Mining companies should consider whistleblower policy a top priority in 2013, as shareholders are increasingly influenced by the presence of cost control measures, according to report from financial advisory firm, Ernst & Young.
“High returns in recent years have attracted a different breed of investor with a different risk appetite to the mining and metals sector,” says Bruce Sprague, Ernst & Young’s Canadian Mining and Metals leader.
New investors are sensitive to short-term changes and are less focused on the long-term, largely production-based, return potential. Instead, investors with their eye on shorter-term gains are doing their due diligence, and basing investment decisions on what risk mitigation and cost control measures a company and its projects have in place.

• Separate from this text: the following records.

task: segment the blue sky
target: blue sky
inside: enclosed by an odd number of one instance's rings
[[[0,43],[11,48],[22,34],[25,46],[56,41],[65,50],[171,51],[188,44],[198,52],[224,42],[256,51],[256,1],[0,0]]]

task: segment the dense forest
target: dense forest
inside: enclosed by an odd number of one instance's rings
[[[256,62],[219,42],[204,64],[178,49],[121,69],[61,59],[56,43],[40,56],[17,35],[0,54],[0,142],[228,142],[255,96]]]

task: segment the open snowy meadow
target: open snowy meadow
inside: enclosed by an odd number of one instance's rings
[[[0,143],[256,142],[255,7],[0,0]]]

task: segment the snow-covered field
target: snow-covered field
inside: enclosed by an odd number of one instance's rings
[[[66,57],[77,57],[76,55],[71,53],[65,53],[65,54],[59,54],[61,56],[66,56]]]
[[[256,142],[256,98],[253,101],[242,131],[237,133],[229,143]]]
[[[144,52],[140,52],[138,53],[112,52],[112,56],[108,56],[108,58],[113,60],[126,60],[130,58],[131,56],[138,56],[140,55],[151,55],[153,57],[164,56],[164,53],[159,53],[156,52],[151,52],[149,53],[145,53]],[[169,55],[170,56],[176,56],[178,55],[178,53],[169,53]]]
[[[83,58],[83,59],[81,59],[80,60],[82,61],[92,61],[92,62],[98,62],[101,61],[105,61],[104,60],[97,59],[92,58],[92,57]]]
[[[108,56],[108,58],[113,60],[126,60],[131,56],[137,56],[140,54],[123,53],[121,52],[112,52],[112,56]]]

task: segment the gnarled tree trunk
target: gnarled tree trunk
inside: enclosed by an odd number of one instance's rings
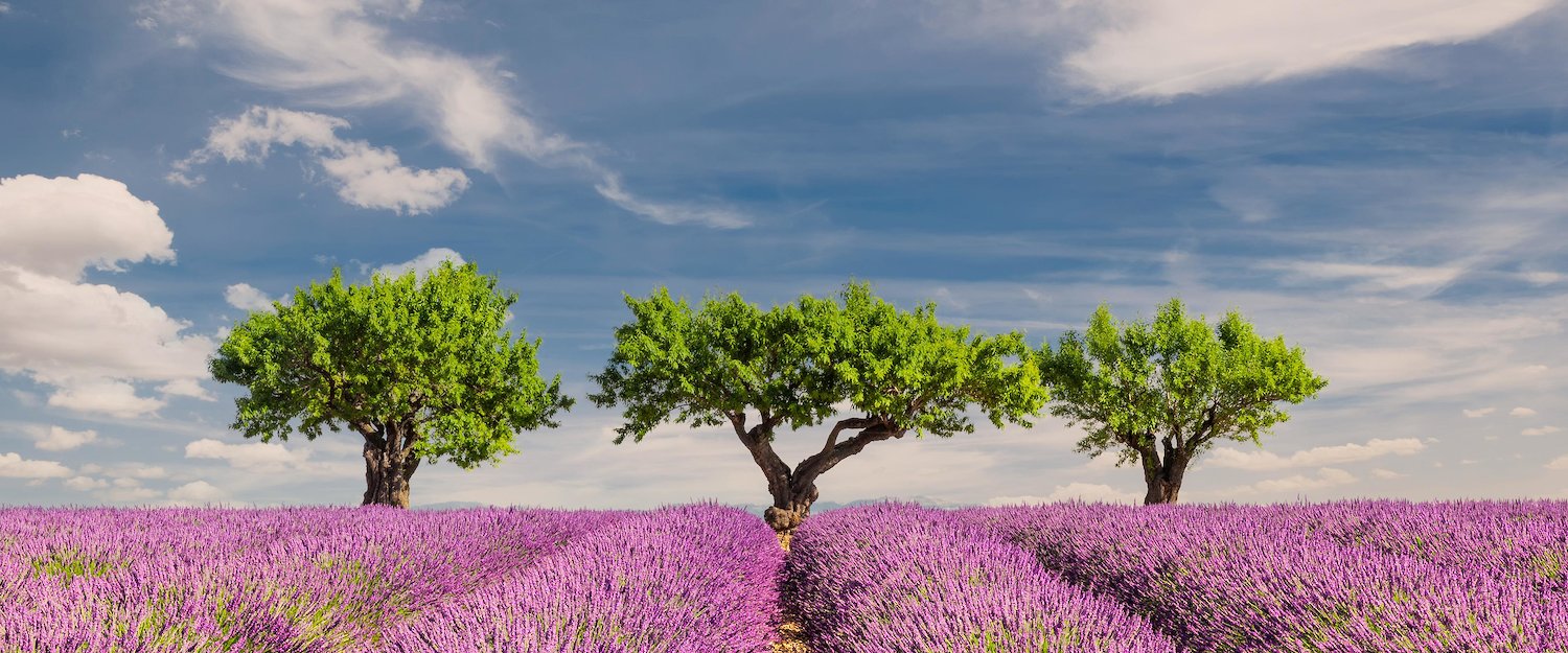
[[[1187,474],[1187,464],[1192,460],[1192,456],[1173,448],[1170,438],[1167,438],[1163,457],[1156,453],[1154,446],[1142,451],[1142,457],[1143,482],[1148,485],[1143,504],[1176,503],[1178,495],[1181,495],[1181,479]]]
[[[408,507],[408,482],[419,468],[419,456],[412,453],[414,426],[384,424],[359,431],[365,435],[365,498],[361,504]]]
[[[834,424],[822,451],[806,457],[792,470],[773,451],[771,429],[778,426],[781,418],[764,413],[762,423],[753,426],[750,431],[745,428],[743,413],[734,413],[729,418],[735,426],[735,435],[740,437],[740,443],[746,445],[751,459],[762,470],[762,476],[768,479],[768,495],[773,498],[773,506],[768,506],[762,512],[762,518],[768,526],[773,526],[773,531],[779,536],[779,543],[786,550],[795,529],[811,515],[811,504],[817,503],[818,476],[834,468],[844,459],[861,453],[872,442],[903,437],[903,431],[897,429],[887,418],[840,420]],[[839,434],[845,429],[861,431],[855,437],[839,442]]]

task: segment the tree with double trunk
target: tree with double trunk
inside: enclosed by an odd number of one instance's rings
[[[974,432],[971,407],[997,428],[1029,426],[1046,401],[1021,334],[971,335],[938,323],[935,304],[898,310],[867,283],[770,310],[735,293],[693,310],[666,288],[626,305],[633,319],[616,327],[590,395],[624,407],[615,442],[663,423],[729,424],[767,479],[764,517],[781,536],[811,514],[817,479],[867,445]],[[773,449],[781,431],[823,424],[822,448],[793,467]]]
[[[245,385],[234,429],[262,442],[325,431],[364,438],[364,504],[408,507],[420,462],[461,468],[516,453],[519,431],[571,409],[560,376],[539,376],[539,341],[505,330],[516,293],[474,263],[420,277],[375,274],[298,288],[234,327],[212,376]]]
[[[1051,413],[1088,432],[1077,451],[1142,465],[1145,504],[1176,503],[1187,467],[1215,442],[1262,446],[1290,418],[1281,402],[1328,385],[1283,335],[1259,337],[1234,310],[1209,327],[1179,299],[1152,323],[1121,323],[1101,305],[1085,334],[1063,334],[1055,351],[1041,343],[1036,362]]]

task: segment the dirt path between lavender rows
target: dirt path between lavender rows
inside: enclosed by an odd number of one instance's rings
[[[789,536],[779,536],[779,547],[789,554]],[[787,601],[786,601],[787,604]],[[786,609],[784,623],[779,623],[779,639],[773,642],[773,653],[811,653],[806,647],[806,633],[800,625],[800,615]]]

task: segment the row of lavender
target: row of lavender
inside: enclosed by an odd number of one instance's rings
[[[0,651],[762,651],[781,559],[717,506],[5,509]]]
[[[961,518],[1182,650],[1560,653],[1560,503],[1044,506]]]
[[[1174,653],[1115,601],[961,512],[883,504],[801,526],[789,601],[818,653]]]

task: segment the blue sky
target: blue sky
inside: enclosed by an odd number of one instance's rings
[[[579,398],[660,285],[866,279],[1032,345],[1099,302],[1239,308],[1330,385],[1184,500],[1568,498],[1565,27],[1546,0],[0,2],[0,503],[358,503],[354,437],[245,440],[207,355],[334,266],[453,257]],[[561,421],[423,467],[414,503],[765,501],[732,434]],[[818,487],[1142,496],[1077,437],[887,442]]]

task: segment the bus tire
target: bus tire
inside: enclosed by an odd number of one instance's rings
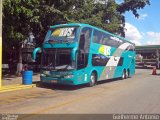
[[[126,78],[129,78],[130,77],[130,72],[129,72],[129,69],[126,71]]]
[[[96,85],[96,82],[97,82],[97,75],[95,72],[92,72],[90,76],[89,87],[93,87],[94,85]]]
[[[122,80],[123,80],[123,79],[126,79],[126,70],[123,70],[121,79],[122,79]]]

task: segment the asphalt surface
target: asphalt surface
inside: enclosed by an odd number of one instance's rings
[[[160,114],[160,74],[151,73],[137,69],[132,78],[106,80],[94,87],[43,85],[0,93],[0,113],[28,114],[24,118],[31,114]]]

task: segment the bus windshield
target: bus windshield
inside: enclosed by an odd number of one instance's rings
[[[45,70],[75,69],[71,60],[71,49],[45,49],[42,54],[41,67]]]
[[[45,38],[49,43],[72,43],[75,41],[78,27],[58,27],[51,28]]]

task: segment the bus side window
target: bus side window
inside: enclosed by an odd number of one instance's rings
[[[78,69],[85,68],[88,64],[91,32],[92,29],[88,27],[84,27],[81,31],[81,36],[79,40],[78,61],[77,61]]]

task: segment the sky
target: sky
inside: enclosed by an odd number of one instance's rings
[[[160,45],[160,0],[150,0],[150,4],[138,10],[139,18],[132,12],[124,14],[126,38],[136,45]]]

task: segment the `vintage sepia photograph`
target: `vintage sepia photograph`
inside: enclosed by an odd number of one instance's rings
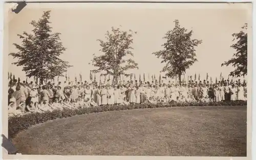
[[[16,153],[251,156],[251,4],[9,14],[3,117]]]

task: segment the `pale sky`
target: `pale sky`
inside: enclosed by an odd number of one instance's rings
[[[230,59],[236,52],[230,48],[233,43],[232,34],[239,32],[241,27],[248,20],[248,10],[245,7],[218,8],[210,7],[212,5],[210,4],[207,8],[201,9],[188,8],[188,4],[184,4],[179,9],[166,4],[163,4],[163,7],[158,5],[155,8],[143,4],[141,4],[140,7],[133,7],[132,5],[123,7],[123,4],[117,4],[115,7],[108,4],[99,8],[96,5],[91,7],[86,7],[82,4],[78,5],[80,7],[77,8],[52,7],[48,9],[26,7],[9,22],[9,52],[16,52],[12,44],[21,42],[17,34],[22,34],[24,31],[30,33],[32,26],[29,22],[32,20],[37,20],[44,11],[51,10],[50,20],[52,22],[52,31],[61,33],[61,41],[67,49],[61,57],[74,66],[68,70],[71,80],[75,74],[78,78],[80,73],[83,81],[89,79],[90,70],[93,67],[88,63],[93,58],[92,55],[101,54],[99,51],[99,43],[96,40],[104,40],[107,31],[111,31],[112,27],[119,27],[120,25],[123,30],[132,29],[137,32],[133,37],[132,47],[134,50],[132,52],[139,70],[130,73],[135,73],[137,79],[141,74],[143,79],[144,73],[146,79],[148,73],[151,77],[152,74],[156,74],[158,79],[159,71],[164,64],[161,64],[161,59],[152,53],[162,49],[161,45],[164,43],[162,37],[168,30],[174,28],[173,21],[178,19],[182,27],[193,29],[193,38],[203,41],[196,48],[198,61],[187,70],[185,78],[192,75],[194,79],[196,73],[197,77],[200,74],[201,79],[203,79],[208,73],[215,81],[221,72],[225,78],[233,70],[232,66],[221,67],[221,64]],[[22,81],[25,80],[22,67],[11,64],[14,61],[12,57],[9,57],[8,61],[9,72],[14,74],[16,78],[20,77]],[[97,78],[98,79],[98,76]]]

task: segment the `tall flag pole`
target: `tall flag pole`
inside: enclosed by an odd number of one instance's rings
[[[80,77],[79,81],[81,82],[82,82],[82,74],[81,74],[81,72],[79,74],[79,77]]]
[[[106,83],[106,76],[105,75],[104,77],[104,77],[104,84],[105,84]]]
[[[91,81],[93,80],[93,75],[92,74],[92,71],[90,71],[90,80]]]

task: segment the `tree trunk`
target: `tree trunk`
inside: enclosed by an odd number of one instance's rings
[[[118,76],[116,74],[116,85],[118,85]]]
[[[112,85],[114,84],[115,82],[115,75],[113,75],[113,80],[112,80]]]
[[[181,83],[181,74],[179,74],[179,83]]]
[[[44,84],[44,79],[42,78],[41,78],[41,77],[40,77],[39,84],[40,85]]]

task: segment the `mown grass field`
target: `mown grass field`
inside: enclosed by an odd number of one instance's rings
[[[35,125],[12,140],[23,154],[246,156],[246,106],[114,111]]]

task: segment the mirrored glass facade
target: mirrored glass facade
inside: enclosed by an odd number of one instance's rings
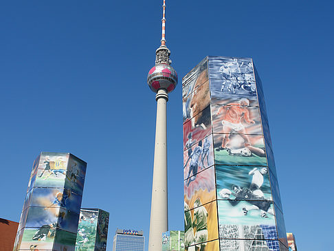
[[[207,56],[183,78],[182,96],[186,250],[285,250],[269,122],[252,59]]]

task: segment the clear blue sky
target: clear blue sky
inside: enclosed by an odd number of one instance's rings
[[[252,57],[261,77],[287,230],[333,249],[334,115],[330,1],[167,0],[180,81],[168,103],[169,226],[183,228],[181,78],[204,56]],[[83,207],[148,237],[156,102],[146,82],[161,1],[0,3],[0,217],[19,221],[42,151],[88,162]],[[146,241],[147,246],[147,241]]]

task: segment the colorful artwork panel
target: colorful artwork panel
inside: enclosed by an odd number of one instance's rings
[[[54,239],[54,250],[74,251],[76,248],[76,233],[57,229]]]
[[[216,201],[202,205],[200,198],[195,208],[188,210],[185,204],[185,245],[205,243],[218,239],[217,209]]]
[[[220,239],[221,251],[280,251],[280,243],[274,240]]]
[[[20,249],[52,250],[56,228],[45,225],[40,228],[25,228],[23,230],[23,236]]]
[[[254,70],[252,58],[209,56],[210,78],[243,78],[254,81]]]
[[[211,104],[227,105],[233,100],[247,99],[250,106],[258,106],[255,82],[210,80]]]
[[[263,137],[214,133],[216,164],[267,166]]]
[[[201,244],[193,245],[186,247],[186,251],[219,251],[219,240],[205,242]]]
[[[19,228],[18,228],[16,236],[15,237],[15,241],[14,241],[13,251],[16,251],[20,248],[23,237],[23,230],[20,230]]]
[[[59,208],[30,207],[25,227],[41,228],[49,225],[56,228],[59,214]]]
[[[183,150],[212,133],[210,106],[183,124]]]
[[[60,208],[57,226],[63,230],[76,233],[78,232],[79,215]]]
[[[195,177],[194,178],[194,177]],[[214,166],[199,173],[196,176],[184,181],[184,202],[189,209],[195,207],[195,201],[199,198],[203,204],[216,199]]]
[[[276,226],[278,232],[278,239],[287,247],[288,246],[287,239],[287,230],[285,230],[285,223],[284,221],[283,212],[274,206],[275,215],[276,216]]]
[[[219,238],[278,239],[273,202],[218,201]]]
[[[216,165],[220,199],[272,200],[268,168]]]
[[[208,62],[205,58],[182,79],[182,99],[208,79]]]
[[[99,251],[104,251],[107,248],[107,239],[108,237],[108,227],[109,224],[109,213],[99,210],[98,221],[96,234],[96,247]]]
[[[212,135],[199,140],[183,151],[184,179],[214,164]]]
[[[85,179],[80,176],[74,175],[73,173],[68,173],[66,176],[65,188],[70,190],[71,192],[82,195]]]
[[[282,242],[280,241],[280,251],[291,251],[289,248],[287,248]]]
[[[247,107],[247,100],[241,99],[228,105],[212,105],[213,132],[262,135],[258,108]]]
[[[209,105],[209,80],[207,80],[183,100],[183,123],[199,113]]]
[[[35,187],[63,188],[65,169],[38,169]]]
[[[80,210],[76,245],[85,247],[95,246],[98,221],[98,211]]]
[[[162,233],[162,251],[170,250],[170,231],[164,232]]]
[[[68,153],[42,153],[38,164],[39,169],[49,170],[67,169],[69,160]]]
[[[71,154],[67,166],[67,176],[71,176],[74,174],[85,179],[87,165],[85,162]]]
[[[280,210],[282,209],[282,203],[280,199],[280,188],[278,186],[278,182],[271,173],[269,172],[269,179],[270,179],[270,186],[271,187],[271,193],[273,195],[274,202],[275,204],[280,208]]]

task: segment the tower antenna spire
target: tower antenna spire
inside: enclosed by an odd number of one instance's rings
[[[162,6],[162,46],[166,46],[166,0],[164,0]]]

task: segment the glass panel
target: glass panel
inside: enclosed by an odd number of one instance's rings
[[[202,206],[201,199],[199,198],[195,201],[195,206],[197,208],[191,210],[188,210],[186,204],[184,207],[186,246],[218,239],[216,201]],[[199,245],[198,247],[201,248]],[[208,249],[208,250],[211,250]]]
[[[184,181],[185,206],[188,205],[189,209],[194,208],[194,201],[198,198],[202,204],[216,199],[214,166]]]
[[[268,168],[216,165],[219,199],[272,200]]]
[[[109,213],[102,210],[99,210],[96,246],[100,251],[104,251],[107,248],[109,223]]]
[[[278,239],[273,202],[218,201],[219,238]]]
[[[74,251],[76,247],[76,233],[57,229],[54,239],[54,250],[57,251]]]
[[[190,245],[186,247],[186,251],[196,251],[196,250],[203,250],[203,251],[219,251],[219,241],[211,241],[205,242],[203,243]]]
[[[210,106],[183,124],[183,150],[212,133]]]
[[[261,135],[258,108],[247,107],[247,100],[241,99],[228,105],[212,105],[213,132]]]
[[[270,186],[271,186],[271,193],[273,195],[274,201],[280,209],[282,208],[282,203],[280,199],[280,188],[276,178],[274,176],[271,172],[269,172],[270,176]]]
[[[214,133],[216,164],[267,166],[262,135]]]
[[[280,251],[278,241],[220,239],[221,251]]]
[[[212,135],[183,151],[184,179],[214,164]]]
[[[71,154],[67,167],[67,176],[69,177],[74,174],[85,179],[87,165],[85,162]]]
[[[27,210],[26,227],[41,228],[45,225],[56,227],[59,208],[30,207]]]
[[[95,246],[98,211],[81,210],[80,212],[77,245]]]
[[[63,230],[74,232],[78,231],[79,215],[60,208],[57,226]]]
[[[209,81],[199,86],[183,100],[183,123],[190,120],[210,104]]]
[[[43,225],[39,228],[25,228],[23,230],[21,249],[52,250],[56,228]]]

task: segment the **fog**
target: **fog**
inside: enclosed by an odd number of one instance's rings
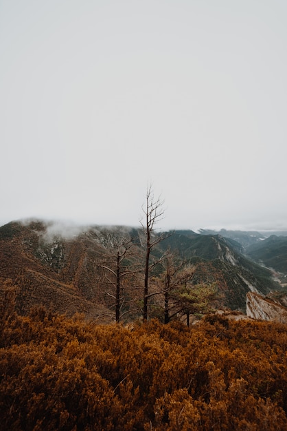
[[[287,229],[284,1],[0,2],[0,224]]]

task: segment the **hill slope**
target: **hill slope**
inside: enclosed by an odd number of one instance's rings
[[[252,259],[262,262],[266,266],[287,274],[286,237],[272,235],[250,246],[246,252]]]
[[[167,236],[154,249],[152,258],[156,260],[168,249],[184,257],[187,264],[194,266],[194,283],[217,283],[221,294],[218,307],[244,311],[249,291],[266,294],[278,288],[271,273],[244,257],[240,253],[240,244],[234,241],[192,231],[175,231]],[[96,226],[57,229],[53,223],[39,220],[9,223],[0,227],[1,284],[16,286],[21,314],[43,304],[69,315],[78,311],[92,318],[105,315],[113,319],[115,293],[103,262],[114,264],[115,244],[122,239],[132,238],[134,246],[127,256],[127,264],[142,269],[144,238],[140,229]],[[156,265],[155,278],[161,271],[161,266]],[[152,280],[150,288],[151,293],[158,291]],[[140,316],[142,271],[125,278],[123,289],[122,313],[137,308],[127,315]],[[156,310],[160,313],[163,299],[163,295],[153,297],[150,315]]]

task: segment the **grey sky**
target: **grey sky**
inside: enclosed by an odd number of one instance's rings
[[[0,224],[287,228],[286,0],[0,0]]]

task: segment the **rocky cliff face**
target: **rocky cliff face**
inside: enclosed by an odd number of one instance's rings
[[[246,315],[253,319],[287,323],[286,307],[254,292],[247,293]]]

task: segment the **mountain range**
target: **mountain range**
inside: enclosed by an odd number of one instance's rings
[[[277,256],[277,263],[283,263],[276,268],[285,268],[284,237],[264,239],[258,232],[203,229],[199,233],[178,230],[154,235],[165,239],[159,242],[152,256],[154,268],[150,292],[154,296],[150,301],[150,317],[161,318],[162,315],[163,295],[155,295],[162,269],[157,262],[168,251],[185,265],[193,266],[194,284],[216,284],[219,295],[214,305],[218,308],[244,313],[248,292],[267,295],[284,289],[262,262],[274,269],[274,264],[274,264],[272,258],[279,249],[282,255]],[[144,236],[141,228],[67,227],[33,220],[11,222],[0,227],[2,291],[4,286],[16,288],[16,307],[23,315],[43,305],[68,315],[81,313],[109,322],[113,319],[114,291],[106,267],[108,264],[110,270],[113,268],[117,244],[133,241],[133,252],[126,256],[126,264],[137,271],[130,271],[124,279],[122,311],[127,320],[139,318],[143,297]]]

“Shareholders aren’t willing to take as many risk in the year ahead,” says Sprague.
“They’re putting pressure on companies to deliver projects more efficiently and reduce capital spend on new projects and investments—a much more conservative approach.”
While the industry has been production focused for “most of the past decade”, companies now are looking internally in order to trim cost and improve competitiveness. One of the best ways to do this is through a whistleblower hotline, which gives employees and contractors a confidential method to report fraud, embezzlement or other misappropriation.
Many mining companies have already instituted whistleblower policy, largely to great success. But, with the influx of investors who cite cost control as a driving force of their investment strategy, we can expect some companies to reap the benefits, and the others to get on board.